Vivimos aprendiendo. Cada mañana tiene matices diferentes a la anterior y la mejor conclusión a la que podemos llegar, por llena que esté la mochila, es que nuestro saber tiene el tamaño de un alfiler en un pajar. “Duda hasta de tu propia duda”, recomendaba Antonio Machado. Aplicado al periodismo, el consejo es una cura de humildad necesaria. Nunca creas que ya lo dominas todo, nunca dejes de mirar el diccionario, no te relajes, no des nada por sentado, no creas nada de lo que te cuente nadie. El mensajero siempre tendrá un interés determinado. Quizá en los cinco años de carrera en la Universidad de Lejona (Vizcaya) y el máster posterior en El Correo eso fuera lo principal aprehendido: a dudar, a cuestionar, a interrogar, a tener la mente abierta a todo lo que te sobrevuele e intentar presentarlo al lector en sus justos términos de ecuanimidad, sinceridad, (pretendida) objetividad. Cuando usas comillas es fácil. Pedro dice esto, Juan replica lo otro. Cuando las noticias se meten en territorios más delicados, por ejemplo un suceso truculento, hay que extremar las cautelas. Nunca suficientes. Siempre necesarias.
Tropezamos mil veces en la misma piedra, o en piedras parecidas. Y cuando quizá estemos adiestrados para no volver a meter el pie en la trampa quizá seamos ya demasiado viejos para caminar. Todas estas filosofías son aplicables a la propia carrera de Filosofía, que un profesor iba enseñando a un querido amigo del mundo rural poniéndole ejemplos de vacas. “Perdone pero no le entiendo”, decía el amigo. Entonces, el profe, que también era hombre de pueblo, le explicaba la teoría de determinado filósofo con un ejemplo vacuno. Y el modesto discípulo comprendía. Vamos como lo de Kung Fu y su Maestro en versión española. Del pequeño saltamontes y el fornido pastor pasamos a una sencilla parra de cuatro kiwis, donde acumulas doce años de incomprensión por no aplicar desde el minuto uno los sacrosantos preceptos del periodismo: la duda, la desconfianza, el contraste.
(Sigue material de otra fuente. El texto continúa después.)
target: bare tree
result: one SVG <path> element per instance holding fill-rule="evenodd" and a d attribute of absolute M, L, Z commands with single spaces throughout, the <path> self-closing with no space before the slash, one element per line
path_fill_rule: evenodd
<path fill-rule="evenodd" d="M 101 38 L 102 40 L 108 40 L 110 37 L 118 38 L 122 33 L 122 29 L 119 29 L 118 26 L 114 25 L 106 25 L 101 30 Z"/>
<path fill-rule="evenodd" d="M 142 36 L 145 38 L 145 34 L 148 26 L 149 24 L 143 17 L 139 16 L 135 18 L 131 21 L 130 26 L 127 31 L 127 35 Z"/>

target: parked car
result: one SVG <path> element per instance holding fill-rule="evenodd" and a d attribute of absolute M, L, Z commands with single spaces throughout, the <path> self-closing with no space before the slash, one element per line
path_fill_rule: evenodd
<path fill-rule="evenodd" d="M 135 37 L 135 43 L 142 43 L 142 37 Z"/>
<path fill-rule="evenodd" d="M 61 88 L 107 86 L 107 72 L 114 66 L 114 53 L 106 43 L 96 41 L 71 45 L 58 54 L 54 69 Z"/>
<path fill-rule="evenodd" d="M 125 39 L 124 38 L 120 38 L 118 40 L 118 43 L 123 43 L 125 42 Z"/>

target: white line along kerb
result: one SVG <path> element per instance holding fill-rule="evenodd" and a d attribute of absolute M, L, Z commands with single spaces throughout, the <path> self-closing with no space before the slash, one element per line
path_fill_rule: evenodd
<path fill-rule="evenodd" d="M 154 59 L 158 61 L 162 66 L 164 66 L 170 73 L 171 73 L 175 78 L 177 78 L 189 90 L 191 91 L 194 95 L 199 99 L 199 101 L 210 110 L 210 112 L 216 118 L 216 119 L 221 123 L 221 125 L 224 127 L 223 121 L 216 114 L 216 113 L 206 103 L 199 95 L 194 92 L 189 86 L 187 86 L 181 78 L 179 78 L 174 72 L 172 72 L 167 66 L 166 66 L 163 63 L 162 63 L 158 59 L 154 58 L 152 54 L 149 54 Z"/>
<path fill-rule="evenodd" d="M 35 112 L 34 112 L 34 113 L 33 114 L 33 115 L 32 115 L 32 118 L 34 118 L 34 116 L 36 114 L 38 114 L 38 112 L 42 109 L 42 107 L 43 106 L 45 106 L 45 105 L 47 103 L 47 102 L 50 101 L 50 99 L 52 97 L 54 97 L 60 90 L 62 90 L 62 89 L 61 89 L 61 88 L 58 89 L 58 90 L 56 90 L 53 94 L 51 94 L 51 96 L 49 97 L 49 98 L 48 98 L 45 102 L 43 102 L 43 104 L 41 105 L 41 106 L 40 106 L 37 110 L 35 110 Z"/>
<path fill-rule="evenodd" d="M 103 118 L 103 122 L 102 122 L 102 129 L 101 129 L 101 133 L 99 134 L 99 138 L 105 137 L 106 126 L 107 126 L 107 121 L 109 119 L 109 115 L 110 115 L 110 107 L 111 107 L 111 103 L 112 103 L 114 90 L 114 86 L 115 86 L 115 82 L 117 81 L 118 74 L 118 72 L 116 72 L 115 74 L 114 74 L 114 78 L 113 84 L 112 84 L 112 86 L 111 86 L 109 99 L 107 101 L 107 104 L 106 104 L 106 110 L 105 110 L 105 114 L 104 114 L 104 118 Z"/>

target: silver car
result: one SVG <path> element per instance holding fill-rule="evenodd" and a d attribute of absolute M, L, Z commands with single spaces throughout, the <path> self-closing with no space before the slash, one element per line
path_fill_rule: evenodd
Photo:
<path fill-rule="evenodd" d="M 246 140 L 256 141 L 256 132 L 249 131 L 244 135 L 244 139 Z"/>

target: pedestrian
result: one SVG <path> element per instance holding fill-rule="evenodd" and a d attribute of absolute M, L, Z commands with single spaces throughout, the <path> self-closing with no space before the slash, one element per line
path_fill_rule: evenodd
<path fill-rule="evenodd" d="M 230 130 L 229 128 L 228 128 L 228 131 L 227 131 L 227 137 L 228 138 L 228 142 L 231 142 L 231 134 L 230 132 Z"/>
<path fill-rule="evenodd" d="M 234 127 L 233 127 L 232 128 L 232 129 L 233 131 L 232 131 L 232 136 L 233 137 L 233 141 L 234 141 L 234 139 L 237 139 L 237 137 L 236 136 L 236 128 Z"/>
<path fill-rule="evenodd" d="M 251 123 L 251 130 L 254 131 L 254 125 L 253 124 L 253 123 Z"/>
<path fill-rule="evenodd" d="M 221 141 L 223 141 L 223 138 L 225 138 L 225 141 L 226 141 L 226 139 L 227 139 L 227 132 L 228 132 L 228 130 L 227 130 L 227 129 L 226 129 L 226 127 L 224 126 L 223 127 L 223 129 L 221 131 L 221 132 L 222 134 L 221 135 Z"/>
El vendedor del prau te dijo: los cuatro son hembras y debes hacer un injerto macho cada temporada. Y tú, mísero pecador, le creíste. Esta fatalidad (creer) provocó una cadena de errores durante doce años en los que fuiste comprando hasta tres veces kiwis machos, al ir muriendo uno tras otro. Así hasta que tras el florecimiento de 2015 decidiste informarte sobre la diferencia entre una flor y otra. Y al volver a la parra con la lección aprendida resultó un sindiós: tres de las cuatro eran macho y una sola, con apenas ocho flores, hembra. Una parra a la inversa. Un lío. Vivir en el error te ha dejado sin fruto o más bien con una cosecha ruin. Entonces te vuelves un filósofo del kiwi. La parra encerraba más trampas que la noticia más enrevesada. No des nada por hecho, no dejes nada sin contrastar, te dices. Pero claro, vivir así en la desconfianza puede resultar un desgaste tremendo.
Entonces, ¿a quién crees? ¿qué das por bueno y qué cuestionas? ¿en quién confías? Apetece confiar en todo el mundo, pero la profesión pesa lo suyo. Quizá lo mejor sea dedicarte a tocar la guitarra frente a la parra de kiwis a ver si se polinizan por encantamiento musical. Entretanto, sopesas una terapia. Al acabar la jornada laboral, salir a la calle despojado de recelos e iniciar un abrazo sincero, pecho contra pecho, con ancianos, policías, quisoqueros, cajeras de supermercado, conserjes, socorristas, vendedores de seguros y todo bicho viviente. Siquiera por compartir el mismo trozo litoral de cosmos, el mismo espacio vital; siquiera por hacer la vida más llevadera. Con kiwis o sin ellos.